Cojuangco Jr. Two clear public character exceptions under which the government is granted the authority to
vote the shares exist (1) Where government shares are taken over by private persons or entities who/which
registered them in their own names, and (2) Where the capitalization or shares that were acquired with public
funds somehow landed in private hands. The exceptions are based on the common-sense principle that legal
fiction must yield to truth; that public property registered in the names of non-owners is affected with trust
relations; and that the prima facie beneficial owner should be given the privilege of enjoying the rights flowing
from the prima facie fact of ownership. In short, when sequestered shares registered in the names of private
individuals or entities are alleged to have been acquired with ill-gotten wealth, then the two-tiered test is
applied. However, when the sequestered shares in the name of private individuals or entities are shown, prima
facie, to have been (1) originally government shares, or (2) purchased with public funds or those affected with
public interest, then the two-tiered test does not apply. Rather, the public character exceptions in Baseco v.
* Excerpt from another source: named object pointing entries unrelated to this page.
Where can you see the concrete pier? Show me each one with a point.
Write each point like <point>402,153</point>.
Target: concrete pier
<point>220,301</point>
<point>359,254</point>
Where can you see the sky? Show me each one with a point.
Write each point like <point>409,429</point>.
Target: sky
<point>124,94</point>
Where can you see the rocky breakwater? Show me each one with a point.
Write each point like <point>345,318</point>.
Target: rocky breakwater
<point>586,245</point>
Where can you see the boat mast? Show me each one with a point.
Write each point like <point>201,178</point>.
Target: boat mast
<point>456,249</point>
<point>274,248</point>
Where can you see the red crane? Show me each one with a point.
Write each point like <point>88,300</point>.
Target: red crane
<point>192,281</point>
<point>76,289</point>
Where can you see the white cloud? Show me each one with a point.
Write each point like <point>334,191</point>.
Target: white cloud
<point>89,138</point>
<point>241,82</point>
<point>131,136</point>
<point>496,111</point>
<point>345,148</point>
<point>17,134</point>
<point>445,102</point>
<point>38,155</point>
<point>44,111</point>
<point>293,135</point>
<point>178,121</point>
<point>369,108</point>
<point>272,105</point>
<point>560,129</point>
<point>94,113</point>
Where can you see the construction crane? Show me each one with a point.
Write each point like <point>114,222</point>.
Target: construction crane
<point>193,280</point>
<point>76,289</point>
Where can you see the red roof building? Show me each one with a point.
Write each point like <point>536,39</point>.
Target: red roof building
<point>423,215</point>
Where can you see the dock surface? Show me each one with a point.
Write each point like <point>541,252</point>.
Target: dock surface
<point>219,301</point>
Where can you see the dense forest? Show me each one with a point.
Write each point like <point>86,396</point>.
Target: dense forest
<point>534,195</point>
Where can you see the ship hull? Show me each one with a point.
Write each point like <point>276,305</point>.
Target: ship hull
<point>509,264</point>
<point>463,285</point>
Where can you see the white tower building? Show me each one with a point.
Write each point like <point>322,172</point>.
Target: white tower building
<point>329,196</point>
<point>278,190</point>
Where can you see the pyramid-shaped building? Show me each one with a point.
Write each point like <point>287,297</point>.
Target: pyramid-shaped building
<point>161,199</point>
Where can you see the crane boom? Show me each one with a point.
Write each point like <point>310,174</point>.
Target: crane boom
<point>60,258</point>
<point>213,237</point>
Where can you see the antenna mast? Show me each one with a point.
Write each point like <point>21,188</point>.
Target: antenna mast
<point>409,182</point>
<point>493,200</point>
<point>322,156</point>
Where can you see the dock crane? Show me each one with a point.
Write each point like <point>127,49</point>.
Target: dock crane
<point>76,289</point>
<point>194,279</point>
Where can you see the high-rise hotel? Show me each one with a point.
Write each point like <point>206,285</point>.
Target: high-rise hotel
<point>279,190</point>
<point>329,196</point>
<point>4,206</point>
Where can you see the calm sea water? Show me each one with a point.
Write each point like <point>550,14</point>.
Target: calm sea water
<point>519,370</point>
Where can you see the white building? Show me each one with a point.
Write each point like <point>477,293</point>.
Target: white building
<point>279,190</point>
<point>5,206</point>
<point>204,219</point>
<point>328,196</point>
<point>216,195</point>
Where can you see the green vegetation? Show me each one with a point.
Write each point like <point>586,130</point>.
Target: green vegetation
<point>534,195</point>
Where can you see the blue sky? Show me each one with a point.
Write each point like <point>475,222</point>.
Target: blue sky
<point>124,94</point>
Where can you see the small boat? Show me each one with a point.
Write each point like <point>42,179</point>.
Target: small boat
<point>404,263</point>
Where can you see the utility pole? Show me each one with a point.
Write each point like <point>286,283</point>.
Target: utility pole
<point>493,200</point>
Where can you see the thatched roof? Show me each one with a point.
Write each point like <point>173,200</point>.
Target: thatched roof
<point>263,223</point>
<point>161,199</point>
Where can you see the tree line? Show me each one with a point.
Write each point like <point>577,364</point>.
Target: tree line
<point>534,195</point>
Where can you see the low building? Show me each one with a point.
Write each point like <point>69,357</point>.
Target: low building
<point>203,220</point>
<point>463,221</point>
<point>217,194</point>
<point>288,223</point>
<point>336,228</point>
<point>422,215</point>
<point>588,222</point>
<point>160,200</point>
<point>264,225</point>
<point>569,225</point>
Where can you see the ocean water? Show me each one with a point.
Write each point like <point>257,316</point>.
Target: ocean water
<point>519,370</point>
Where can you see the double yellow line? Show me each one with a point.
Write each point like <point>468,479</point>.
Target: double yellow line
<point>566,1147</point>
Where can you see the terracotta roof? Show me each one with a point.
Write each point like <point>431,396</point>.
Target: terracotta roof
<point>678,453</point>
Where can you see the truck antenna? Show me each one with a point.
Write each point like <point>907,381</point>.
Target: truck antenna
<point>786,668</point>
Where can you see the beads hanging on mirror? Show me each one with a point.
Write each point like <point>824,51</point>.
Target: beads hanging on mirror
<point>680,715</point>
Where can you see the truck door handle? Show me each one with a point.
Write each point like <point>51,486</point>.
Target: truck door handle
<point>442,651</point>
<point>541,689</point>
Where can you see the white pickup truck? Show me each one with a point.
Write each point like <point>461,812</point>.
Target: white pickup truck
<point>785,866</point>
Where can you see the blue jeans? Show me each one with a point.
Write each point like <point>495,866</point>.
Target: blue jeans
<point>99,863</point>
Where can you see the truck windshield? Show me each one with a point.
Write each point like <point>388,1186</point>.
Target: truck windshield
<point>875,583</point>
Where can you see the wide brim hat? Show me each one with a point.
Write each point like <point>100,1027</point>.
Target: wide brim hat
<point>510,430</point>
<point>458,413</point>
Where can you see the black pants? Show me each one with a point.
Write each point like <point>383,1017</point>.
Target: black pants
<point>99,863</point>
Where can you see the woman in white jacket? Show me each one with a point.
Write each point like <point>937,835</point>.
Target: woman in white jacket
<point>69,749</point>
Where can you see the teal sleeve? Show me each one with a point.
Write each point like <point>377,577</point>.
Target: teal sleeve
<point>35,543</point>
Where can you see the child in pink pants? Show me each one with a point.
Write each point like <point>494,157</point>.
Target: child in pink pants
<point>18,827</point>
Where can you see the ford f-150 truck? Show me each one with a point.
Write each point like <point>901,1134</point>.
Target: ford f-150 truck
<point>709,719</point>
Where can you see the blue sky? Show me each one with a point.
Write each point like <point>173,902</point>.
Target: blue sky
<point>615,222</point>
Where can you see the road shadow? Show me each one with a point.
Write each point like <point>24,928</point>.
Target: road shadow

PCGG and Cojuangco Jr. v. Roxas prevail; that is, the government shall vote the shares. Herein, the money
used to purchase the sequestered UCPB shares came from the Coconut Consumer Stabilization Fund (CCSF),
otherwise known as the coconut levy funds. The sequestered UCPB shares are confirmed to have been

acquired with coco levies, not with alleged ill-gotten wealth. As the coconut levy funds are not only affected with
public interest, but are in fact prima facie public funds, the Court believes that the government should be
allowed to vote the questioned shares, because they belong to it as the prima facie beneficial and true owner.
The Sandiganbayan committed grave abuse of discretion in grossly contradicting and effectively reversing
existing jurisprudence, and in depriving the government of its right to vote the sequestered UCPB shares which
are prima facie public in character.